Could you check, if you are accidentally passing an int to the model instead of a tensor?
The error is raised, if you are trying to index an int via:

1[0]
> TypeError: 'int' object is not subscriptable

which seems to be called somewhere inside the forward method.

Hey @ptrblck,
Thanks for your interest. I don’t purposely do such thing as I use the iterator mechanism on a pre-defined, standard dataset, namely, IMDB. The error might be due to the confusion between the hidden and self.hidden_dim params located in the forward function. When you have some free time, could you please check them?

The error is raised in:

lstm_out, hidden=self.lstm(embedded, self.hidden_dim)

since you are passing in the self.hidden_dim, which is an integer instead of the expected hidden tensor.
Have a look at the docs for more information regarding its shape etc. or just remove it, if you want to use the default zero-initialized hidden.

Once this is fixed, you would run into another issue, as you are trying to use the returned hidden tensor to reshape the lstm_out in:

lstm_out=lstm_out.contiguous().view(-1, hidden)

so you might want to use self.hidden_dim for it.
That being said, note that this view operation would collapse the temporal and batch dimension.

Thank you very much for your explanation, dear @ptrblck. In order to not collapse the temporal and batch dimension as a result of the view operation, now I don’t apply it. But, still I’m getting the ValueError: Target and input must have the same number of elements. target nelement (64) != input nelement (76800) error.

p.s.
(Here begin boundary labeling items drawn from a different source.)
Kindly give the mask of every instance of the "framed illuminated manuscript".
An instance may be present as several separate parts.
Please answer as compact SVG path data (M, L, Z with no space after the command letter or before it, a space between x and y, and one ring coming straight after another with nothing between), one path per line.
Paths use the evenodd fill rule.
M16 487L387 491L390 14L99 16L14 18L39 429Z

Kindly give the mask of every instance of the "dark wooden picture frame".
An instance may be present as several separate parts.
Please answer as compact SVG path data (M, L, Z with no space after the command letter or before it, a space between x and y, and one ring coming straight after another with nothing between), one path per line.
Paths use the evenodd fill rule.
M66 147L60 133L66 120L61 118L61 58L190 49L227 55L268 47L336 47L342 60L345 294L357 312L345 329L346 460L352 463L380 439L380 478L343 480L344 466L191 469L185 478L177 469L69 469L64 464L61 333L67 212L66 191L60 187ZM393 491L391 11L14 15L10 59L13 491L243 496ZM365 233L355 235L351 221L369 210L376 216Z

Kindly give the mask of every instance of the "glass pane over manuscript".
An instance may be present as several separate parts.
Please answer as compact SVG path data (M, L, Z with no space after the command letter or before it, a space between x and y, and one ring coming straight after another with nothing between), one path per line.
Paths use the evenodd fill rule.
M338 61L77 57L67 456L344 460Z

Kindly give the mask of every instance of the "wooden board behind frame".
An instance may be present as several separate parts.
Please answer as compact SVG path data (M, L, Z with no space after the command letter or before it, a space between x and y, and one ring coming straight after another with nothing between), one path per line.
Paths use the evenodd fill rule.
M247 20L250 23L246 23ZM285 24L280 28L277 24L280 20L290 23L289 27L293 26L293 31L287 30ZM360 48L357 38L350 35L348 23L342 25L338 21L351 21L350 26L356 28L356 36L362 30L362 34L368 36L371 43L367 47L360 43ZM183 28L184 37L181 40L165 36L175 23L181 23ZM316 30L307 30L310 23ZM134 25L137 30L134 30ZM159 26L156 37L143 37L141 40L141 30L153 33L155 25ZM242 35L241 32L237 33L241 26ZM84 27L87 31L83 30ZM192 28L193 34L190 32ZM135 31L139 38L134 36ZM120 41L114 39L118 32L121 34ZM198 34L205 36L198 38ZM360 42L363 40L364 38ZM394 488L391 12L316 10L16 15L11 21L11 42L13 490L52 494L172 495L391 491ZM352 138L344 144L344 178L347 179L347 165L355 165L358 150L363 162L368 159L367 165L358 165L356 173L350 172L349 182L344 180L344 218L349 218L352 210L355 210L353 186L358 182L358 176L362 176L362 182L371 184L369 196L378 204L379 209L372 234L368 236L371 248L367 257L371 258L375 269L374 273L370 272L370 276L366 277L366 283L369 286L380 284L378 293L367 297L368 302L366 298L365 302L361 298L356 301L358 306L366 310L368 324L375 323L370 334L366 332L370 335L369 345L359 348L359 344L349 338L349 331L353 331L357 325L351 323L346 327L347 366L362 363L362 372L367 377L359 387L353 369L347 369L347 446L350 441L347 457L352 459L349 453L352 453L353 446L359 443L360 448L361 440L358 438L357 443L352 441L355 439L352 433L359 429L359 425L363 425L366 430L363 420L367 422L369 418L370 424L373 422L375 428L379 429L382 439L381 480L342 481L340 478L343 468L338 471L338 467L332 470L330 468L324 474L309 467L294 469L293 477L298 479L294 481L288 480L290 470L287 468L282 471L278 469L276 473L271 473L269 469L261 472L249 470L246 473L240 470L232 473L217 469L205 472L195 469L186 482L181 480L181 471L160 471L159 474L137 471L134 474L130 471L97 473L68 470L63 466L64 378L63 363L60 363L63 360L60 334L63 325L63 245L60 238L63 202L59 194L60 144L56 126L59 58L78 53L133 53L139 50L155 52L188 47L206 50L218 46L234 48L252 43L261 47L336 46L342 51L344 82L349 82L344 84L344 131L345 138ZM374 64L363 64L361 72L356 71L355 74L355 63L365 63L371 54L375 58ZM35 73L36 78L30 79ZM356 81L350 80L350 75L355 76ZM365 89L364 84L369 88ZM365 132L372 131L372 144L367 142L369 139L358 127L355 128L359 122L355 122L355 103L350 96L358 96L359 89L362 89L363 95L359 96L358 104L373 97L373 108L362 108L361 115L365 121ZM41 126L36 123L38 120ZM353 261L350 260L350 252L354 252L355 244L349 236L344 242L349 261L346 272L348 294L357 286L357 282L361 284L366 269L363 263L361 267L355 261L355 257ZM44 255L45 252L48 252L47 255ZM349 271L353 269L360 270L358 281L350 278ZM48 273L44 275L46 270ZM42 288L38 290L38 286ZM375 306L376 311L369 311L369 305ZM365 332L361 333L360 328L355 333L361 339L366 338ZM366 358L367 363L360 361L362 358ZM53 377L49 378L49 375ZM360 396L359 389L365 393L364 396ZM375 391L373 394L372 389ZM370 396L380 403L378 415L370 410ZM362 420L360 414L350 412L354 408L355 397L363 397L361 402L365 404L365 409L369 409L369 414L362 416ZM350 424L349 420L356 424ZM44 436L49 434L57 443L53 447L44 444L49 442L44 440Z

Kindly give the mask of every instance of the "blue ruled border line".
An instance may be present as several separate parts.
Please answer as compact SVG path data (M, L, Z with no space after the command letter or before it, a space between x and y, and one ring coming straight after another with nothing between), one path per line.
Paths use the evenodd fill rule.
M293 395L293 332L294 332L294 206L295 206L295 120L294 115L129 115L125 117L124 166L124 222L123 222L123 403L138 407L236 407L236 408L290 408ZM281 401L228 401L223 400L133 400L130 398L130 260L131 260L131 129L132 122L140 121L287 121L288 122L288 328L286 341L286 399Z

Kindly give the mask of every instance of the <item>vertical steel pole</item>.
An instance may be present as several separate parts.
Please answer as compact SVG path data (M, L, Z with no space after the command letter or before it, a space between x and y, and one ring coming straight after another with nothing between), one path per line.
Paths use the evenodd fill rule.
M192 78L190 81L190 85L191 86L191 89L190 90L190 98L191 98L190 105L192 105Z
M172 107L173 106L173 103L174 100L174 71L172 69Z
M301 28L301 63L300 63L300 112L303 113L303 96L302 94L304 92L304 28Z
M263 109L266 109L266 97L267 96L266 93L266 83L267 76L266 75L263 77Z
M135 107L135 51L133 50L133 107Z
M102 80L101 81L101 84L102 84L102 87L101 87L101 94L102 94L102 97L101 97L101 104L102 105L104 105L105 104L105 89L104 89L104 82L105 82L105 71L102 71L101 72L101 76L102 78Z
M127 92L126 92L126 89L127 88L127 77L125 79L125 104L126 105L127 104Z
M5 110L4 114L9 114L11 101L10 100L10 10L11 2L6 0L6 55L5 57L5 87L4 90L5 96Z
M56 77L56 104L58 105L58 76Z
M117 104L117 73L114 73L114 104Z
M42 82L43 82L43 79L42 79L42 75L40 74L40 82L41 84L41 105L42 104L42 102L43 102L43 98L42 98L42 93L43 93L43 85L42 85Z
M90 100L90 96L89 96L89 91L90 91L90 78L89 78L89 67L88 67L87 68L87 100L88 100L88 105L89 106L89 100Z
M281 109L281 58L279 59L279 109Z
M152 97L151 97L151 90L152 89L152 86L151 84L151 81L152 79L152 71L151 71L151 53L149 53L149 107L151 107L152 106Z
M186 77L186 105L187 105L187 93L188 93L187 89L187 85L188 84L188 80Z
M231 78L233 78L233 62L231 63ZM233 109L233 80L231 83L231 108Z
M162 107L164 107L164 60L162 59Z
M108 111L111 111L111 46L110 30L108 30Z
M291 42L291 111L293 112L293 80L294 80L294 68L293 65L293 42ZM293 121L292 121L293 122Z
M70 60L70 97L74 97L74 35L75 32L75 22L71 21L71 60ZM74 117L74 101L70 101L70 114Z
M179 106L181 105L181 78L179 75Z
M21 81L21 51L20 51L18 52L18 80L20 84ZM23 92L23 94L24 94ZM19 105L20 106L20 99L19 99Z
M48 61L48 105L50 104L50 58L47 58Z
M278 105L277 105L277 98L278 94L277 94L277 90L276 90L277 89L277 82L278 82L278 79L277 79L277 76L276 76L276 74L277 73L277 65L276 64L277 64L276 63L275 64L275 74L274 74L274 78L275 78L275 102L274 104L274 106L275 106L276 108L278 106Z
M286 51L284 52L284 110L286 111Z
Here is the corrected version of the forward function:

def forward(self, text):
    embedded = self.embedding(text)

    lstm_out, hidden = self.lstm(embedded)

    return self.fc(lstm_out)

I guess 64 would be the batch size, while 76800 would probably be the temporal size (or the flattened batch dim and temp. dim)?

Anyway, I think you might want to consider using the last time step only or reducing the temporal dimension somehow (e.g. with a mean) to get an output of [batch_size, out_features].

I’m not familiar with your use case, so please feel free to add more information in case my suggestions wouldn’t work.

Exactly, 64 is the batch size, and 76,800 is the temporal size. But could not get what you mean by using the last time step only? Actually, I’ve added the whole source code in the OP. Could you please guide me on it?